Поведав свою давно хранимую тайну, я испытываю огромное облегчение, словно я сбросила с плеч тяжелую накидку в летнюю жару.

– Нет позора в том, чтобы быть вдовой, – говорит Изабель. – Почему ты скрывала то, что у тебя был муж?

– Потому что я не могу назвать его имя, поэтому все бы сочли меня лгуньей, пытающейся скрыть свой позор, – объясняю я. – Но моя история еще сложнее. Я играла роль в такой драме, в которую поверили бы только на сцене, в трагедии, закончившейся смертью королей и принцев.

– Я кое-что знаю об этом, – медленно произнесла Изабель.

У меня вырывается возглас удивления.

– Каким образом?

– Я прочла письмо, которое ты получила от мужчины по имена Горацио, после того, как ты упала без чувств и выронила его, – признается она. – Я понимала, что ты хочешь скрыться под чужим именем, и чтобы помочь тебе остаться неизвестной, я его спрятала.

Эта новость одновременно потрясла меня и принесла облегчение. Я смотрю, как Изабель подходит к своей койке, сует руку глубоко в матрас и достает письмо Горацио. Она отдает его мне, и глядя ей в глаза, я понимаю, что моя тайна похоронена глубоко в памяти Изабель, и что она никому о ней не рассказывала.

– Значит, ты знаешь, как я пострадала от любви, и что для меня все потеряно. – Я до сих пор не смею произнести имя Гамлета, хотя Изабель должна знать о нем.

– Да. Принимая во внимание твое ужасное горе, я также унесла твой кинжал, я боялась, что ты можешь нанести им себе рану. – Она пожимает плечами и слабо улыбается. – Не знала, куда его положить, поэтому закопала его на кладбище. Ты меня простишь?

– Мне не надо тебя прощать, потому что ты – ангел, – отвечаю я. – Но теперь я должна тебе рассказать, как я была наказана за свою опрометчивую любовь.

Изабель заставляет меня замолчать и обнимает меня.
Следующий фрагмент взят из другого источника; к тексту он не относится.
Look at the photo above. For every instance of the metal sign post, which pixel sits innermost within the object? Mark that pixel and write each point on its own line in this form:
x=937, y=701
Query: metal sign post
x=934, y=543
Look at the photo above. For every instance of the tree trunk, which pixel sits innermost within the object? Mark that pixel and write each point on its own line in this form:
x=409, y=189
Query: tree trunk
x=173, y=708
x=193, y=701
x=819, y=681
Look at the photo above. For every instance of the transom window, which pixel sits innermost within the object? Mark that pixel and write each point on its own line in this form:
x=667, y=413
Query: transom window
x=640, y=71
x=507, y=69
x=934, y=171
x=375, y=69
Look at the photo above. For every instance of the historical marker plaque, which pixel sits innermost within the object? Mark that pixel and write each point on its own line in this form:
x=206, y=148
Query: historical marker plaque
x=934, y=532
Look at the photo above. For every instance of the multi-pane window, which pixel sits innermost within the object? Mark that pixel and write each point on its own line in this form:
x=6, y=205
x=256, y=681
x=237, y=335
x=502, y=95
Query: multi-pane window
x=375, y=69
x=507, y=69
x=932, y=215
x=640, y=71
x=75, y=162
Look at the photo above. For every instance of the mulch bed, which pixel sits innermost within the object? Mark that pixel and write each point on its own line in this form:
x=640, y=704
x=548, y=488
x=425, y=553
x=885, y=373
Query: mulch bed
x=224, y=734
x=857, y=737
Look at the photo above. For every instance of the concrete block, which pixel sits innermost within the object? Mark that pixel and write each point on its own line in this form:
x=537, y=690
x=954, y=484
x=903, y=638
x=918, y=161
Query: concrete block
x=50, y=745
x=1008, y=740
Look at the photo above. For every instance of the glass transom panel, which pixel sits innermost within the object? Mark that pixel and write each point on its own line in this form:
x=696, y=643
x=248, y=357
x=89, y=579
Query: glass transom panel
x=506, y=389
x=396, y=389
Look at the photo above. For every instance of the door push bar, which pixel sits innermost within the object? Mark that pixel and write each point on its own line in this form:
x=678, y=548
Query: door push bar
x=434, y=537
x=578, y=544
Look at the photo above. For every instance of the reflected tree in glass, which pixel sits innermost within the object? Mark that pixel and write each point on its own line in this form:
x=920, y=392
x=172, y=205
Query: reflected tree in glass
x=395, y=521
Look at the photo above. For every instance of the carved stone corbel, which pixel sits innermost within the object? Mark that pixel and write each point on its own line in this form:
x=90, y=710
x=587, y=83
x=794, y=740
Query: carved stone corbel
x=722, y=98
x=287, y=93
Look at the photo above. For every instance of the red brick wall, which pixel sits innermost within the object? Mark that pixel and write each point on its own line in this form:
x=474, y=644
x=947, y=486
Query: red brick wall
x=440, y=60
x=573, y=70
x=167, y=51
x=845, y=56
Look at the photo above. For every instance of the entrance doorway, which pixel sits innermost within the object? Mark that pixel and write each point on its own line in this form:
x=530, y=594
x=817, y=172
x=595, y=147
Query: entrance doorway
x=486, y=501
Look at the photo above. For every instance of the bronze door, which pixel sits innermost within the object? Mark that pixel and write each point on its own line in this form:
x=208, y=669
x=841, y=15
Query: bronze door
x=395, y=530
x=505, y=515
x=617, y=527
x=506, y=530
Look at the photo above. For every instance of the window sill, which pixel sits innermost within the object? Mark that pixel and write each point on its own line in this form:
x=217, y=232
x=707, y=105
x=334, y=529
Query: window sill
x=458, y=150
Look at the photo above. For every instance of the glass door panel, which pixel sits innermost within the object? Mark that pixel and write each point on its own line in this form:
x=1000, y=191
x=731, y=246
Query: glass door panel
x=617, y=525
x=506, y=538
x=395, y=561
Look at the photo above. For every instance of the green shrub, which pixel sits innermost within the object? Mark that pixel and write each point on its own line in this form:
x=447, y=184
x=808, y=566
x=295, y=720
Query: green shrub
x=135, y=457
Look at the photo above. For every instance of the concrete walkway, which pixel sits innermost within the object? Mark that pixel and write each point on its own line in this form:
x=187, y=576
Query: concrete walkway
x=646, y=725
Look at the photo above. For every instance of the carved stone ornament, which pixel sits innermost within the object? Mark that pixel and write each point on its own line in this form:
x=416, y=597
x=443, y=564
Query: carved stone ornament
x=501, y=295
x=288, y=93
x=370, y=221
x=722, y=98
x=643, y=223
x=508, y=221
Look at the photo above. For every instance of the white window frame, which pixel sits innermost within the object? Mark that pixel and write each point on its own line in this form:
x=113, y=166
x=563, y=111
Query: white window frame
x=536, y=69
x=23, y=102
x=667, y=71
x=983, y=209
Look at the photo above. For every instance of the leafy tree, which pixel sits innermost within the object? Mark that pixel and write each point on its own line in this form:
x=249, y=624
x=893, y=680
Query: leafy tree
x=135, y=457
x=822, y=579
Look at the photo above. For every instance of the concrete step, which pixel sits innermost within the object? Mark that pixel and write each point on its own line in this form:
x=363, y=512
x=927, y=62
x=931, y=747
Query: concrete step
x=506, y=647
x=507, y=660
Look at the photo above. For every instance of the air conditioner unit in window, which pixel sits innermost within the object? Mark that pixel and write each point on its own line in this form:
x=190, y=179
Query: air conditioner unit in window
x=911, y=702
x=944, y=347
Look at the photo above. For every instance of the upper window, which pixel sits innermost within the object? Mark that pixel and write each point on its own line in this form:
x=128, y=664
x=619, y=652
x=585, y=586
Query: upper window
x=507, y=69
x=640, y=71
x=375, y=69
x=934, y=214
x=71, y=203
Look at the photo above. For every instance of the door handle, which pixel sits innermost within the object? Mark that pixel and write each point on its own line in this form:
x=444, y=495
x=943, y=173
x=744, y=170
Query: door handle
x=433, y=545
У меня слезы льются из глаз, потому что я так близко ни к кому не прикасалась с тех пор, как попрощалась с Гертрудой. Я не хочу отпускать Изабель. Но вскоре она отстраняется, и ее рука мимоходом гладит маленький, твердый холмик моего живота. Наши взгляды встречаются, и я вижу в ее глазах полное понимание.
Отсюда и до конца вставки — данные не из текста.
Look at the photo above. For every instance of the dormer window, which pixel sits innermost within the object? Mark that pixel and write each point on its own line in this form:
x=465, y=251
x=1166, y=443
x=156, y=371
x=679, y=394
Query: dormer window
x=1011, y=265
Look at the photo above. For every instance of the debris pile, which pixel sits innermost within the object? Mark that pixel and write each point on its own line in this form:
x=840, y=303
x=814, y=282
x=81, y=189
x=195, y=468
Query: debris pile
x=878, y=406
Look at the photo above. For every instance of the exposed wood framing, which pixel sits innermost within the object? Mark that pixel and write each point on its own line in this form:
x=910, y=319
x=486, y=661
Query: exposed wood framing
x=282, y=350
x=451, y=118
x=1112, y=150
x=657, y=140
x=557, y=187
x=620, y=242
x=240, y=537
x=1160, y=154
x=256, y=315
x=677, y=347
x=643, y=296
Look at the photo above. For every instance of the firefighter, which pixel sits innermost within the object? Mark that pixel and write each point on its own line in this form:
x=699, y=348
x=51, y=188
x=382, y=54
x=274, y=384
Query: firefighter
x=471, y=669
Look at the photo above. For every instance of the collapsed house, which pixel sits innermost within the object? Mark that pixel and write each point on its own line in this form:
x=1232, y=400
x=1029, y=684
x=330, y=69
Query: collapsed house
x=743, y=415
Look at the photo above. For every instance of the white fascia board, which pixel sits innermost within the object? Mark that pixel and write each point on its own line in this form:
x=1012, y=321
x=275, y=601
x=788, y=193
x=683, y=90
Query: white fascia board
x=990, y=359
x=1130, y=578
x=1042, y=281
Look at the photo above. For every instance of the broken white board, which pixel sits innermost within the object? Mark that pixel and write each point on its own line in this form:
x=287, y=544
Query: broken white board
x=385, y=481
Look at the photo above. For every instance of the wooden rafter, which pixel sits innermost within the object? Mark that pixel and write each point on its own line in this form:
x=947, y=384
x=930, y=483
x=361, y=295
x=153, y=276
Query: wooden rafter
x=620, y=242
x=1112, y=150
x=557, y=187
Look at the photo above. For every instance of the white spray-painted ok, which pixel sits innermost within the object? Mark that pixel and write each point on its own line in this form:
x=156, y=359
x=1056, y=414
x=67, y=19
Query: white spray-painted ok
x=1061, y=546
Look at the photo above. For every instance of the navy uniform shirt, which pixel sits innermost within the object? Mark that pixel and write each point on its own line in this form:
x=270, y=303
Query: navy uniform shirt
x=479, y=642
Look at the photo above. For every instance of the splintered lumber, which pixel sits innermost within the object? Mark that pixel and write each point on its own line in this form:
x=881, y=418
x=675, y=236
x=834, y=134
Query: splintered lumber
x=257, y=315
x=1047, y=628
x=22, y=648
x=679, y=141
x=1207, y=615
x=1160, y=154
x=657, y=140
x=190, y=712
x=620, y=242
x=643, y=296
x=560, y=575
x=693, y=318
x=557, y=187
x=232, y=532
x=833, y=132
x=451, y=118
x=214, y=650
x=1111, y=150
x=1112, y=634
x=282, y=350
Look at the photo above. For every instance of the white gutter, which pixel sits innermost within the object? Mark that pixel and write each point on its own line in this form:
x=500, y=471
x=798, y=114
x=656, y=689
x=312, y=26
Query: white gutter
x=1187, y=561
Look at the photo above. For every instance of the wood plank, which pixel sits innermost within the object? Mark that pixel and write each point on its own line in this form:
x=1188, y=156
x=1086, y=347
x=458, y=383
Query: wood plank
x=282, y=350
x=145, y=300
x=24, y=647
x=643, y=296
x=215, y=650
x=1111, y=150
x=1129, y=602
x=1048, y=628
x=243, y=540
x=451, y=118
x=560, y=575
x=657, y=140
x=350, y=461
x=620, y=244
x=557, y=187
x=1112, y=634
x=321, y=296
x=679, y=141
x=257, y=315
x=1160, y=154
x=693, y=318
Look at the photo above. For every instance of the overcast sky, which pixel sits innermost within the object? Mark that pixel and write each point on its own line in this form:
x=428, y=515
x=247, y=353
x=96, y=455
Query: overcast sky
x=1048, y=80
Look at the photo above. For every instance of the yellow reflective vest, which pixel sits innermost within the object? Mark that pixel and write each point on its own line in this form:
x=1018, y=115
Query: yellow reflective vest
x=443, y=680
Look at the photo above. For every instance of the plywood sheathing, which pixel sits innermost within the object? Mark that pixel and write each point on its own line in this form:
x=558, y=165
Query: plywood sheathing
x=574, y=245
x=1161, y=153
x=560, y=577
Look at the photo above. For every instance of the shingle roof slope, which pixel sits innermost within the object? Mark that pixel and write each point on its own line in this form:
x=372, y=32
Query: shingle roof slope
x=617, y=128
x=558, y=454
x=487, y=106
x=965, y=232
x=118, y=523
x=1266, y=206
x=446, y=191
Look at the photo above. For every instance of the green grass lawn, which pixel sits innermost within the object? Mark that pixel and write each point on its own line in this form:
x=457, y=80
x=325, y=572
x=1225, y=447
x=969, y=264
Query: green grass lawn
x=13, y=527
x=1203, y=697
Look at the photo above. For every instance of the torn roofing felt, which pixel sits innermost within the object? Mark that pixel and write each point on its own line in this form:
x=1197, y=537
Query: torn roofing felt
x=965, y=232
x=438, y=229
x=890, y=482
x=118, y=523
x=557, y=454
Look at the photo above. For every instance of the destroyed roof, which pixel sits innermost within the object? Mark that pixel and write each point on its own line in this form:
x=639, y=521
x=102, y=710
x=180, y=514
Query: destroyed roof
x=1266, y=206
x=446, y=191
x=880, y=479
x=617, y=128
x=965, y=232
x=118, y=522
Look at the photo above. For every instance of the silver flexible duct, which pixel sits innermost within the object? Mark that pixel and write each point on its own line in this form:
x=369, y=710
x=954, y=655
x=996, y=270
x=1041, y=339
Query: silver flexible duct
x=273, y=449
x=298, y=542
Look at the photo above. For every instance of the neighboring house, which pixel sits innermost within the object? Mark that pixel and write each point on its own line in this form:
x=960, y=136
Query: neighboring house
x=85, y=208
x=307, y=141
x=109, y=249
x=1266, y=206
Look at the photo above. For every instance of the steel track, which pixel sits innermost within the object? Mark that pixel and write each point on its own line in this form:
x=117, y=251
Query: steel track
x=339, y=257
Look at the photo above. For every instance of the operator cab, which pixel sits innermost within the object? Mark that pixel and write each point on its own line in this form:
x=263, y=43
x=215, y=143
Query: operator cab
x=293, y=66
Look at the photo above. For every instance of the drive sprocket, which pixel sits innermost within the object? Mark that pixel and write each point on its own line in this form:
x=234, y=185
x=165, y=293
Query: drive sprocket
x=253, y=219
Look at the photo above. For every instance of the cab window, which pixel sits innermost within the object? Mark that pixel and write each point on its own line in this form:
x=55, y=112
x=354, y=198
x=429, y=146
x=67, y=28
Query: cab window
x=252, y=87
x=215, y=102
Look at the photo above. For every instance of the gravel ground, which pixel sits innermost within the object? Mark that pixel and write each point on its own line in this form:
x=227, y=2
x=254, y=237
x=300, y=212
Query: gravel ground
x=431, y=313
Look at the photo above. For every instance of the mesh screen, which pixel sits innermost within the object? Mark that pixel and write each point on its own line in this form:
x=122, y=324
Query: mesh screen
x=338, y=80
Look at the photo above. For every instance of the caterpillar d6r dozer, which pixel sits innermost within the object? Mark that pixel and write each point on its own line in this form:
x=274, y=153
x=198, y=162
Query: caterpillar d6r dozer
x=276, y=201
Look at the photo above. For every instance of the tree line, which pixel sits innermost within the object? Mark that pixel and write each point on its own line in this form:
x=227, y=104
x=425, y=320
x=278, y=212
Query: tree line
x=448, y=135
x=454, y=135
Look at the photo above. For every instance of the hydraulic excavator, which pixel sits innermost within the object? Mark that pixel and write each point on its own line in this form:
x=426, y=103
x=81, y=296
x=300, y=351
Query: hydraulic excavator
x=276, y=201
– Это не наказание, Офелия, а благословение, – говорит она, снова дотрагиваясь до моего живота. Ее глаза сияют от радости.

– Да, мне предстоит родить ребенка! – кричу я. – Признаюсь, он был зачат в радости, и мне страшно подумать, что он родится для горестей! – Я думаю о несчастной судьбе Агнессы, о плохом отношении ко мне Маргериты, но я уверена в справедливости матери Эрментруды. Что станет со мной теперь, когда моя долго хранимая тайна вышла из мрака на яркий дневной свет?